Would it be any quicker to do a difference between the list of subscribers for the relevant season and the list of subscribers for the season with bios and shirt sizes?

SELECT *
   FROM Subscribers
   WHERE season_id = 185181
     AND user_id NOT IN
         (SELECT DISTINCT s.user_id
             FROM subscribers s
             JOIN bios b ON s.user_id = b.user_id
             JOIN shirtsizes z ON b.bio_id = z.bio_id
             WHERE s.season_id = 185181
         )

This avoids outer joins, which are not as fast as inner joins, and may therefore be quicker. On the other hand, it might be creating two large lists with very few differences between them. It is not clear whether the DISTINCT in the sub-query would improve or harm performance. It implies a sort operation (expensive) but paves the way for a merge-join if the MySQL optimizer supports such things.
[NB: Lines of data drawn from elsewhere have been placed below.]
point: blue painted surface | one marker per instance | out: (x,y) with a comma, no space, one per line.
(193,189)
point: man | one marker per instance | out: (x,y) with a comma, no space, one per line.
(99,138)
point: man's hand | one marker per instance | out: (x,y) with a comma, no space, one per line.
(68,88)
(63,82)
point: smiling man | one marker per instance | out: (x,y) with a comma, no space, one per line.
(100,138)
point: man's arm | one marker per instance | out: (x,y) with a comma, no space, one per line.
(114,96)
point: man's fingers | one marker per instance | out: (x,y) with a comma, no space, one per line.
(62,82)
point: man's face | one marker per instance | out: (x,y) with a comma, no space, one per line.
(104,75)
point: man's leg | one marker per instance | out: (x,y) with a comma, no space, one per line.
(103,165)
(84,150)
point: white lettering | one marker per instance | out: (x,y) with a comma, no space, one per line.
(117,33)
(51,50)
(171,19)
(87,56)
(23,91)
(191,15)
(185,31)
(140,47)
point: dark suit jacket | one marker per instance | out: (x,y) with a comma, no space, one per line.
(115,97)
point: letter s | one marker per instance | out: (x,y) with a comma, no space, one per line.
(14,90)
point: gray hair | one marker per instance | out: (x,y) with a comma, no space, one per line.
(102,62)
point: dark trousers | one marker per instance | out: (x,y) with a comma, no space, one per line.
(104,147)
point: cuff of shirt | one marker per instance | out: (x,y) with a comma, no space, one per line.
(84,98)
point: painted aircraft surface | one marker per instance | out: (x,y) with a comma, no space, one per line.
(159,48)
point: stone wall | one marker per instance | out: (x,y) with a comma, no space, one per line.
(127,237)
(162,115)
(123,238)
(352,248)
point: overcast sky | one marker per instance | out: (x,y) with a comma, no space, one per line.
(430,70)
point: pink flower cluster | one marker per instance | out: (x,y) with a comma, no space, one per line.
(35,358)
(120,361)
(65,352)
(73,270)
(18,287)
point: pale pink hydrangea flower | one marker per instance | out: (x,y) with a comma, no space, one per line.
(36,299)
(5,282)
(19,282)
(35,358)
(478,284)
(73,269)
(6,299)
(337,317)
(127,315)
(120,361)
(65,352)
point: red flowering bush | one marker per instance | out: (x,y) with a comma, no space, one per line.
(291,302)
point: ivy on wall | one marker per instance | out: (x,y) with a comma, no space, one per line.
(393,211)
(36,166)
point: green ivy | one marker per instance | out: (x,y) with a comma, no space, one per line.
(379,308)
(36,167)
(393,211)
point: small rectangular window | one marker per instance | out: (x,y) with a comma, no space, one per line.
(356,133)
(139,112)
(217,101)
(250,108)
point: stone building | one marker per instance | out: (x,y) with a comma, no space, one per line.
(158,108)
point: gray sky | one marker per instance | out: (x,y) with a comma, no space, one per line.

There might be other notations available - MINUS or DIFFERENCE, for example.

Jonathan Leffler
There is no reason to use DISTINCT in the subquery.
Bill Karwin
A: 
select * from subscribers where user_id not in (
  select user_id from bio where bio_id not in (
 select bio_id from shirt_sizes
  )
) and season_id=185181
Hafthor
A: 

I presume that your "big table" is subscribers, and that season_id is probably neither selective nor indexed (indexing it is rather meaningless if it's not selective, anyway), which means that you'll have to fully scan subscribers, anyway. Parting, I would join (with an inner join) the two other tables - note that if there is no bio_id in shirt_size it's exactly the same for your query as if there were no bio. First bit:

select uid
from bio
     inner join shirtsizes
             on shirtsizes.bio_id = bio.bio_id

At which point you want to check that shirtsizes is indexed on bio_id. Now you can left outer join this query to subscribers:

select *
from subscribers s
     left outer join (select uid
                      from bio
                      inner join shirtsizes
                              on shirtsizes.bio_id = bio.bio_id) x
                  on x.uid = s.uid
where s.season_id = 185181
  and x.uid is null

which is likely to run reasonably fast if neither bio nor shirtsizes are gigantic ...

A: 

Your query, as it is written now, evaluates all bio's and term_node's if they exist, and then filters them out.

But what you want is just find og_uid's that don't have term_node's (not having a bio also implies not having a term_node)

So you just want to stop evaluating bio's and term_node's as soon as you find the first existing term_node:

SELECT  *
FROM    (
        SELECT  ogu.nid, ogu.is_active, ogu.uid,
                (
                SELECT  1
                FROM    bio b, term_node tn
                WHERE   b.uid = ogu.uid
                        AND tn.nid = b.nid
                LIMIT   1
                ) AS ex
        FROM    og_uid ogu
        WHERE   ogu.nid = 185033
                AND ogu.is_admin = 0
        ) ogu1
WHERE   ex IS NULL

This will evaluate at most one bio and at most one term_node for each og_uid, instead of evaluating all existing thousands and the filtering them out.

Should work much faster.

Quassnoi